Artist:    Alice Cooper
Title:    Eighteen
Source:    CD: Electric Seventies (originally released as 45 RPM single and included on LP: Love It To Death
Writer(s):    Cooper/Bruce/Buxton/Dunaway/Smith
Label:    JCI/Warner Special Products (original label: Warner Brothers)
Year:    1970
    Alice Cooper's ultimate teenage anthem Eighteen was kind of a do or die release for the group, who had up to that point been a part of Frank Zappa's Straight Records' stable of oddball artists with little or no commercial potential. In 1970, however, Zappa sold Straight to Warner Brothers, who agreed to release Eighteen that same year, with the stipulation that if the record sold well the group could record an album for the label. The single did indeed do well, propelling Alice Cooper to stardom and allowing them to record Love It To Death, the first in a series of best-selling albums for the label. The song came at a perfect time, as most states were in the process of raising the drinking age to 21 but had not yet lowered the voting age to 18. Furthermore, the military draft was still in effect in 1970, making many 18-year-olds quite nervous, especially those with low lottery numbers.

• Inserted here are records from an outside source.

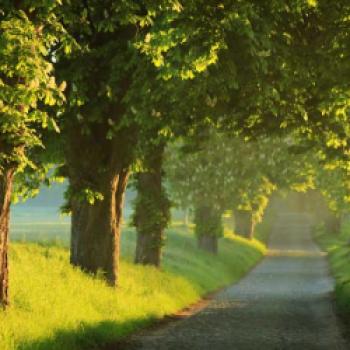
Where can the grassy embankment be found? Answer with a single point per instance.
(56, 306)
(338, 248)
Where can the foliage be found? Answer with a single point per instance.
(207, 218)
(27, 83)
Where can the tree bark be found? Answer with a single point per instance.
(97, 164)
(208, 227)
(208, 243)
(6, 180)
(152, 209)
(95, 240)
(244, 223)
(332, 223)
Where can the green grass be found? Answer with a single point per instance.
(56, 306)
(338, 248)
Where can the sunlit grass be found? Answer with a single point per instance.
(56, 306)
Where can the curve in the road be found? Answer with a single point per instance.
(284, 303)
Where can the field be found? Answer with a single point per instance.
(56, 306)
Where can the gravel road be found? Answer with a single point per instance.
(284, 303)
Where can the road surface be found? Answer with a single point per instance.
(284, 303)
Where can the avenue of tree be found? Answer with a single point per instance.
(211, 106)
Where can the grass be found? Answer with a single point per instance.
(56, 306)
(338, 248)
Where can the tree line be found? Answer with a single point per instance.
(230, 100)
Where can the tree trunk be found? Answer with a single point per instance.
(97, 165)
(332, 223)
(244, 223)
(6, 180)
(152, 209)
(208, 243)
(96, 228)
(208, 227)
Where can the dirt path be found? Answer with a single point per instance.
(284, 303)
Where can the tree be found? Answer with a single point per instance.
(27, 86)
(152, 207)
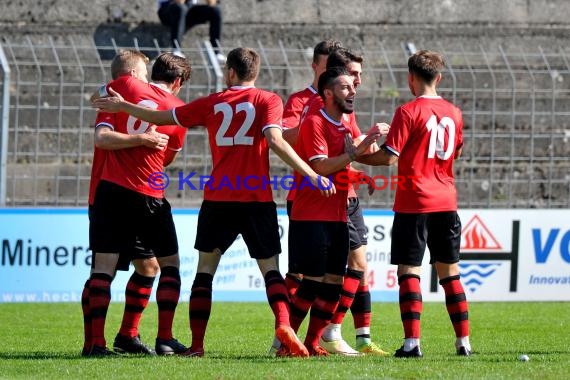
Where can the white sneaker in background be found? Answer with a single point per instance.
(221, 58)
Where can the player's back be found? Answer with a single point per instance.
(297, 106)
(132, 168)
(236, 120)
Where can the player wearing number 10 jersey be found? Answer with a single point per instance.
(425, 137)
(243, 123)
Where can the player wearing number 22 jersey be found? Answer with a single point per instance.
(425, 135)
(243, 123)
(424, 139)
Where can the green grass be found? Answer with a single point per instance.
(44, 340)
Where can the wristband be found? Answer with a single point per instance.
(103, 91)
(352, 156)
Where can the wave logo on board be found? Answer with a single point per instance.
(473, 275)
(476, 236)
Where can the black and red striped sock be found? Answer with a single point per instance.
(321, 312)
(278, 297)
(99, 298)
(456, 304)
(348, 292)
(410, 304)
(87, 341)
(200, 308)
(302, 302)
(137, 295)
(167, 296)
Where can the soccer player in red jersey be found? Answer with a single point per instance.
(426, 135)
(130, 63)
(126, 208)
(295, 108)
(319, 229)
(243, 123)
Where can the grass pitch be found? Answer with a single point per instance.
(44, 341)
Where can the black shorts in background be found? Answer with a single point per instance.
(219, 224)
(440, 231)
(121, 216)
(320, 247)
(138, 251)
(357, 232)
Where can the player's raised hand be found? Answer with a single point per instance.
(325, 185)
(111, 104)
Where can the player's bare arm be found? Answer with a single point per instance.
(169, 157)
(329, 165)
(106, 138)
(116, 103)
(278, 145)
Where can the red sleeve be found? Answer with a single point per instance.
(459, 131)
(127, 86)
(399, 131)
(312, 137)
(193, 114)
(354, 126)
(176, 139)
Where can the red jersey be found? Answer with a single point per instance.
(99, 155)
(296, 107)
(321, 137)
(425, 134)
(131, 168)
(236, 119)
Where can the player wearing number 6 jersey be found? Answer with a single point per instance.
(243, 123)
(425, 137)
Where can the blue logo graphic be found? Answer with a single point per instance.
(158, 181)
(473, 275)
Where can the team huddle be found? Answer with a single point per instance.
(140, 128)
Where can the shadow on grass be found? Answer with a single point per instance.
(44, 355)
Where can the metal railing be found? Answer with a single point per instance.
(515, 105)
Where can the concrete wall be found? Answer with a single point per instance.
(333, 12)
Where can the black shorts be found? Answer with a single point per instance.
(357, 232)
(121, 216)
(440, 231)
(125, 258)
(321, 247)
(219, 224)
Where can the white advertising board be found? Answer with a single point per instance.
(507, 255)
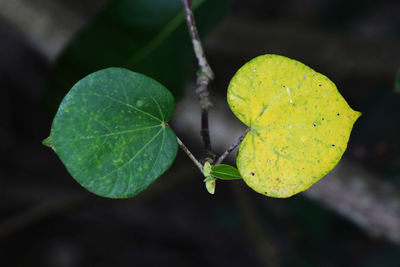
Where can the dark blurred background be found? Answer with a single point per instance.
(349, 218)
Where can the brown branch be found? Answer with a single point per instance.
(232, 147)
(204, 76)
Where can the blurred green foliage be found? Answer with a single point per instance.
(146, 36)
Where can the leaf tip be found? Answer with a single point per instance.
(48, 142)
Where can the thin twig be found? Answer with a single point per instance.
(204, 76)
(232, 147)
(190, 155)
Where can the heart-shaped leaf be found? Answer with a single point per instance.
(300, 124)
(110, 132)
(225, 172)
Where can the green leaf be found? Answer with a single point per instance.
(110, 132)
(300, 124)
(397, 82)
(146, 36)
(225, 172)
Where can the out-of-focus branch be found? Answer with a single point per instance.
(361, 197)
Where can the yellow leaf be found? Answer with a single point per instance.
(300, 124)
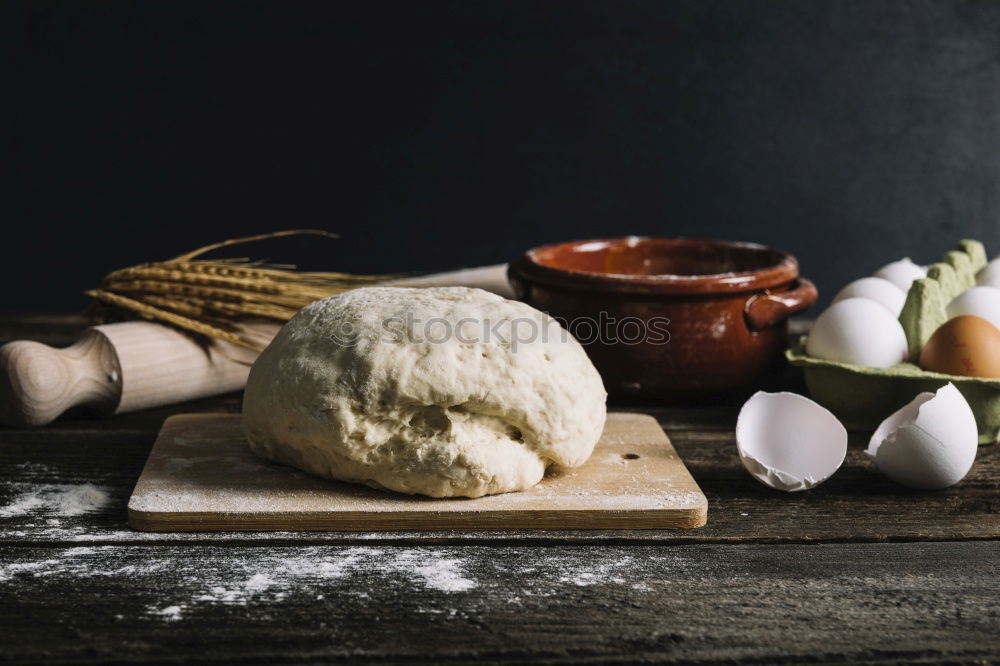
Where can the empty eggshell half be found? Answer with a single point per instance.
(788, 442)
(930, 443)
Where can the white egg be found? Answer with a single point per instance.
(982, 302)
(858, 331)
(902, 273)
(989, 276)
(788, 442)
(930, 443)
(879, 290)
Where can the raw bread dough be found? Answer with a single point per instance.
(369, 387)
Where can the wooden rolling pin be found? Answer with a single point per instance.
(117, 368)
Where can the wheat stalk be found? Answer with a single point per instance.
(214, 297)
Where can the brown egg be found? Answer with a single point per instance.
(966, 345)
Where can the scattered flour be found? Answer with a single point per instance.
(607, 571)
(216, 578)
(170, 613)
(52, 498)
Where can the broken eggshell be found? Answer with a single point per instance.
(788, 442)
(930, 443)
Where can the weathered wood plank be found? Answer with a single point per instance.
(856, 504)
(706, 603)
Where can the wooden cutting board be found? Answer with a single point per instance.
(202, 476)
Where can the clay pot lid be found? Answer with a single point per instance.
(657, 265)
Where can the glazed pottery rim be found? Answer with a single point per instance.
(781, 273)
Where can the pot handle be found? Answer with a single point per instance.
(767, 309)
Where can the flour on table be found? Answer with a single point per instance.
(52, 498)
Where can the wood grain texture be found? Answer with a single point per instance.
(858, 570)
(856, 504)
(843, 603)
(202, 476)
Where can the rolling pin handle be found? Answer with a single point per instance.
(38, 382)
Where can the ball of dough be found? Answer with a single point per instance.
(442, 392)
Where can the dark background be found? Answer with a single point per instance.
(434, 135)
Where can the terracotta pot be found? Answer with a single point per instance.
(669, 317)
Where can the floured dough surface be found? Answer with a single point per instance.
(443, 392)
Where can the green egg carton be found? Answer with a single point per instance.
(862, 396)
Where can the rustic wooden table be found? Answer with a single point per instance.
(859, 570)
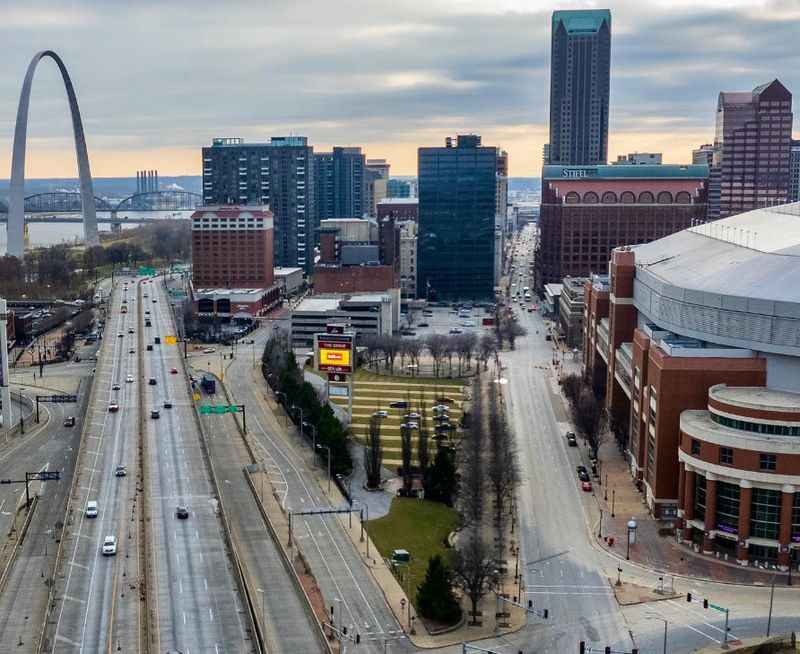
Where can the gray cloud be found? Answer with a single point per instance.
(153, 74)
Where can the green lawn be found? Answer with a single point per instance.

Artist:    Grand Funk Railroad
Title:     Rock 'N' Roll Soul
Source:     Stereo 45 RPM single
Writer:     Mark Farner
Label:     Capitol
Year:     1972
     By 1972 Grand Funk Railroad's live performances, which just two years before were setting box office records, were no longer all sellouts, and the band began to shift emphasis to their recorded work. Problems with Terry Knight's management practices were also becoming an issue, and their sixth studio LP, Phoenix, would be the last to be produced by Knight. Rock 'N' Roll Soul, a somewhat typical Mark Farner song, was the first and only single released from the album, and would have only minor success on the charts. The next record, We're An American Band, would signal a major change of direction for the band, with other members besides Farner taking a role in the songwriting and a much greater emphasis on hit singles than ever before.

Artist:    Santana
Title:    Soul Sacrifice
Source:    CD:Woodstock: 40 Years On: Back To Yasgur's Farm
Writer(s):    Brown/Malone/Rolie/Santana
Label:    Rhino (original label: Cotillion)
Year:    1969
    Although this is the original recording of Santana performing Soul Sacrifice at Woodstock, it does not sound quite the same as what you may have heard on the Woodstock original movie soundtrack album. That's because they doctored the recording a bit for the original soundtrack album, adding in audience sounds, including the crowd rain chant that seques into the piece on the original LP. More recent copies of the movie itself sound even more different because the people doing the remastering of the film decided to record new versions of some of the percussion tracks.